Facebook has promoted Libra as being targeted mainly at the 1.7 billion adults worldwide who do not have a bank account, and who use services such as payday loans although 1 million plus of these already have a smartphone, thereby enabling them to use the apps through which Libra can be operated.  This “unbanked” segment of the potential market contains mainly people from developing countries, a large proportion of which are women.

Why Does France Object?

In Bruno Le Maire’s speech at the OECD Global Blockchain Policy Forum 2019 he identified several reasons why France would consider blocking Libra in Europe, the main one being that monetary sovereignty of countries may be at stake from a possible privatisation of money e.g. because Facebook is a sole actor (company) with more than 2 billion users on the planet. Mr Le Maire also expressed concern that Libra’s digital credits could facilitate money laundering and terrorism.

Other concerns about Libra’s introduction include:

• Possible risks to consumers (their personal data) in the light of Facebook’s sharing of user data with Cambridge Analytica.
• Consumers may turn to cryptocurrencies like Libra during a time of national crisis, which could make it more difficult for governments to stabilise their economies, thereby making matters worse.
• The need for Libra to meet regulations for consumer protection, money laundering and financing terrorism.
• Libra uses blockchain, which many banks still consider to be an emerging technology that should be approached with caution.

Highlights The Need To Work Together

According to the head of policy and communications at the Libra Association, the concerns expressed by Bruno Le Maire highlight the need for the project’s backers to work together with regulators to make the implementation of the Libra project safe, transparent and consumer focused.

What Does This Mean For Your Business?

For Facebook, Libra is an opportunity to monetise another of its services, and an opportunity to diversify.  Even though Facebook has promoted Libra as a currency for use by the 1.7 billion people without bank accounts, it is more likely that Libra will gain more users with bank accounts in developed countries more quickly.  Also, some more sceptical commentators have noted that Libra may be less about money and blockchain but more about gathering more information about the identity of clients.

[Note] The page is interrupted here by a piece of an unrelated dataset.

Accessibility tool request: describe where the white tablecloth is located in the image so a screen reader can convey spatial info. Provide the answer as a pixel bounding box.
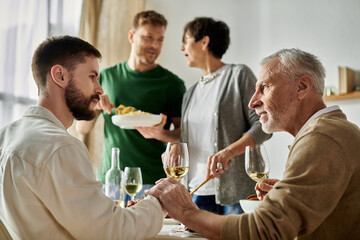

Even though Libra users are not intended to be businesses, if Libra does help the ‘unbanked’ this could have a knock-on effect in helping that segment of society to buy more goods and services, thereby helping businesses and the economy.

Libra looks set to face more scrutiny and attempts to make sure that it meets the regulation of countries that are worried by the possible shift in control from governments and central banks to big business that Libra could bring. This shift in control could have a number of effects on the business environment and the economies of countries if Libra proves to be popular.